2ケタの背番号にも、ベンチ外にも指導者のメッセージがある


 この活躍を見ると、なぜこれまで外されていたのか、やはり気になる。「考え方とか、取り組みが、まだまだ甘かった。上のステージに行って活躍してほしい。スケールの大きな選手になってほしいです」と、米澤監督は言う。メンバーから外したのは、将来性を期待しているからこそ与えた試練だった。もちろん試練を与えるには、本人とのコミュニケーションも欠かせない。外されたことに、井坪も納得していた。

 時代が変わる中、指導法も今まで通りにはいかない。厳しすぎると逆効果になり、パワハラになることもある。といって、甘やかして勘違いさせてもいけない。そうした指導者のメッセージが、与えないということも含め、背番号に込められていることがある。

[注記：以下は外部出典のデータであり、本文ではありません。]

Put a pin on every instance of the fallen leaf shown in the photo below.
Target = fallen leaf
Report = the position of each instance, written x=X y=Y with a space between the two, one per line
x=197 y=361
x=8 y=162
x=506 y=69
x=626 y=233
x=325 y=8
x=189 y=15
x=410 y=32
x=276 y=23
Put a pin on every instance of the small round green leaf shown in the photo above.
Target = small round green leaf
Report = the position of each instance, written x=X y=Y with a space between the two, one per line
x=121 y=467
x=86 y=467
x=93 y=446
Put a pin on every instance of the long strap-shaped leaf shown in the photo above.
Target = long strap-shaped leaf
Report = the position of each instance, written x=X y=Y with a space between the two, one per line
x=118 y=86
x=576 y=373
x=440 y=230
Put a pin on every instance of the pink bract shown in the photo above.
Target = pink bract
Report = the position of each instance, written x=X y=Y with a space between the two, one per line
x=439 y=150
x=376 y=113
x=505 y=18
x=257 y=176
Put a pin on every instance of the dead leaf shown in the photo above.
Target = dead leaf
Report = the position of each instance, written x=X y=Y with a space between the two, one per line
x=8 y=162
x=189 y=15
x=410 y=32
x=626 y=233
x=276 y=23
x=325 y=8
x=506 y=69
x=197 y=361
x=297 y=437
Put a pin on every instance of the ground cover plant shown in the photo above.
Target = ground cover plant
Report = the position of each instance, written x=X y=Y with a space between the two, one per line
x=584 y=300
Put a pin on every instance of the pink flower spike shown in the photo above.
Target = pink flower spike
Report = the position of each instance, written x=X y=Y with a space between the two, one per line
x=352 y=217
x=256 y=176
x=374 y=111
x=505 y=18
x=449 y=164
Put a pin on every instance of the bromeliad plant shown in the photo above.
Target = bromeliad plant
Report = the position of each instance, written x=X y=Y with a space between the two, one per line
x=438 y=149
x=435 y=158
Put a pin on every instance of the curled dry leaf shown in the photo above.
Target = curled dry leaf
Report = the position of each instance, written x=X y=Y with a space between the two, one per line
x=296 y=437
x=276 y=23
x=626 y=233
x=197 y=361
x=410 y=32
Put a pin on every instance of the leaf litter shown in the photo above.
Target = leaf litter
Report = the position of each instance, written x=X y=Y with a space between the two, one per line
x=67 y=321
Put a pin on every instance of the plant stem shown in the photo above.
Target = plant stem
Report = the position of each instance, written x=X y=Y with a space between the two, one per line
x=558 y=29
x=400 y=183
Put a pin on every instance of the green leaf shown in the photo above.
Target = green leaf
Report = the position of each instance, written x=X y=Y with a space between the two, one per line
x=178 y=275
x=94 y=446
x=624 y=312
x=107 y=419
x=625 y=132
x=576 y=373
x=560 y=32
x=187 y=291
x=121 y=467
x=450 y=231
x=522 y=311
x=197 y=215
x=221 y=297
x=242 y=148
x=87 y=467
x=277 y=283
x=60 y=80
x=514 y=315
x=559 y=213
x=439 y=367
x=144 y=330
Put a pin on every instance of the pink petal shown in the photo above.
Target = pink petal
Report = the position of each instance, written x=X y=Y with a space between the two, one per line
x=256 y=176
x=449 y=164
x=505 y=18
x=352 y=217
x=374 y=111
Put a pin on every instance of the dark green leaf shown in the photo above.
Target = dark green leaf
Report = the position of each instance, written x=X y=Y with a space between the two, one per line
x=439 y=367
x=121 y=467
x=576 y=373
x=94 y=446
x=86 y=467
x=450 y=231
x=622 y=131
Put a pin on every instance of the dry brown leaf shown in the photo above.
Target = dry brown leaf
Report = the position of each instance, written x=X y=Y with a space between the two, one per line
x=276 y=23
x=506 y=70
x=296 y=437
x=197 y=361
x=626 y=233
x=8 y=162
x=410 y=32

 二松学舎大附瀬谷 大夢外野手(2年)は、甲子園でも3番を打ち、新チームでは不動の4番だ。秋季都大会では2本の本塁打を放つ一方で、盗塁やセーフティーバントもこなす器用さもある。それでも背番号は17だ。「勘違いする可能性があり、刺激を与えるためです」と、市原勝人監督は言う。

 帝京の不動の4番で、秋季都大会では2本の本塁打を放っている渡邊 礼内野手(2年)も背番号は20だ。こうした背番号は、指導者の期待の表れでもあり、彼らが2022年にどう成長していくか、楽しみだ。